Alpi Designer Collections   Collaboration   Product Design

22.06.26

For Synthesis, Studio Shields brought together established names alongside emerging talent, dissolving hierarchy in favour of dialogue. All of the pieces were arranged as layered domestic vignettes that invited visitors to sit, linger and imagine the spaces as their own.

Grounding the foyer was a piece we’re proud to have helped bring to life: a reception counter conceived by Studio Shields, designed and made by Mood Workshop, and clad with a selection of our Eveneer Raw ALPI veneers.

The brief began with a single, evocative reference. “My brief to Craig was stained glass window, vibes from the Bishop’s Parlour,” designer Ruby Shields recalls, a nod to the opulent carpets, fireplaces and leadlight that give the historic rooms their character. For Ruby, the exhibition itself was an exercise in taking something profoundly traditional and historic, then imagining how it might feel dressed entirely in contemporary Australian design.
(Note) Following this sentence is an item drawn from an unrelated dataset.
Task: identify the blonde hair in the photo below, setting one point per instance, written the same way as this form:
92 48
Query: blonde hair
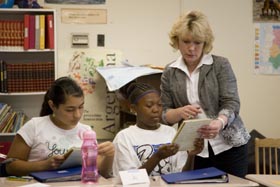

Craig Shanahan from Mood Workshop answered the brief by drawing on the language of the building, including glazing beads and timber mouldings – the most traditional of details – and giving them a contemporary refresh. The stained glass translated into a counter face composed of individual veneer pieces, each one cut on the CNC machine and laid up by hand. “A little bit like a puzzle, or paint by numbers,” he explains. The process is what earned the piece its name – Rompicapo, Italian for puzzle – and the affectionate nickname, Rompy. Solid American walnut, laminated and shaped, introduces the soft curves that lend the whole piece its sense of play.

The material conversation is where the collaboration comes to life. Across the workshop, leaves of ALPI veneer were laid out and considered side by side until the palette settled on a vibrant pop of ALPI Sottsass Red, matched with ALPI Dune for a luminescent quality, as well as the distinct stripes of ALPI Japanese Cedar and a grey veneer from Elton Group’s ALPI archives. The strong colours and patterns are balanced by the warmth and solidity of walnut, finished in a satin hard wax oil.

For Ruby, choosing Elton Group was an easy decision. “There are no other veneers like them – the colours, the grain patterns, the textures, everything.” It’s precisely this breadth that allowed a single piece of joinery to hold tradition and play, structure and softness, all at once.

Synthesis by Studio Shields was at Abbotsford Convent as part of Melbourne Design Week.